I lolled at "less complexity" and "less hassle".
Steve, so true.....
Thanks for the tip. I'll start using stop bath for film processing. I currently use it for print processing, but is it OK to use the same stop bath for print and film processing?
I will start with the disclaimer that I do not use stop bath, I use straight cold water from a tap and that is good enough for me and what I'm doing.I am just shooting for fun, and yes my negatives are all over the place, dark, light, thin, purple, but I really don't care as long as I can get a print from them I'm happy.
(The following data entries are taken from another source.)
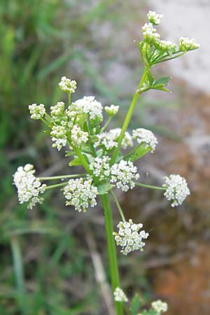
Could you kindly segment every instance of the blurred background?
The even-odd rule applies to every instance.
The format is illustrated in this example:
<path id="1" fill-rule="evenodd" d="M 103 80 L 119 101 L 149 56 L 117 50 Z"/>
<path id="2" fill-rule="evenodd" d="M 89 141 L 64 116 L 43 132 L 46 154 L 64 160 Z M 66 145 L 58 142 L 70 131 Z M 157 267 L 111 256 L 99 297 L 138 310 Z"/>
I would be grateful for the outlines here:
<path id="1" fill-rule="evenodd" d="M 159 146 L 141 160 L 141 181 L 167 174 L 186 178 L 191 196 L 172 209 L 160 192 L 136 188 L 118 197 L 126 218 L 150 237 L 139 254 L 119 255 L 122 287 L 146 302 L 168 302 L 168 315 L 210 309 L 210 3 L 209 0 L 1 0 L 0 1 L 0 314 L 113 315 L 103 212 L 78 214 L 59 190 L 31 211 L 18 203 L 13 174 L 34 164 L 37 174 L 69 172 L 28 105 L 64 100 L 62 76 L 76 80 L 74 99 L 95 95 L 123 114 L 142 71 L 140 41 L 148 10 L 163 13 L 164 39 L 195 37 L 201 48 L 155 68 L 172 75 L 172 94 L 141 97 L 130 127 L 150 129 Z M 119 220 L 114 209 L 115 223 Z"/>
If you truly want to have consistent results you need to remove as many variables as you can. That includes maintaining temperature, using the same water for everything, and keeping track of all times. Yes it is easy to get images to show up on a negative, but to get them to show up the same way every time takes a lot of precise control. You can use straight water as a stop bath, and still maintain this control, but you will need a lot of it and you will have to keep it in a tank, and when the tank is empty and you refill it your results may change and you will have to adjust for that. Unless you have a water treatment set up at your home that can ensure that your water is the same every time, or you don't care about things being the same every time, use the stop bath and distiled water for everything.
There are some people that get enjoyment from taking total control of the process and their reward is being able to take a photo, process it, and print it and know exactly how it will turn out. There are also professionals that need to have a print turn out the same every time. I'm neither of those, but if you are, use stop bath.
Even the worst photo processing places treat their water before using it, there is a reason for that.
I wouldn't. Chemicals used for paper always end up with a lot of junk in them from being used in trays, like bits of paper, that you don't want adhering to your film.Quote:
I currently use it for print processing, but is it OK to use the same stop bath for print and film processing?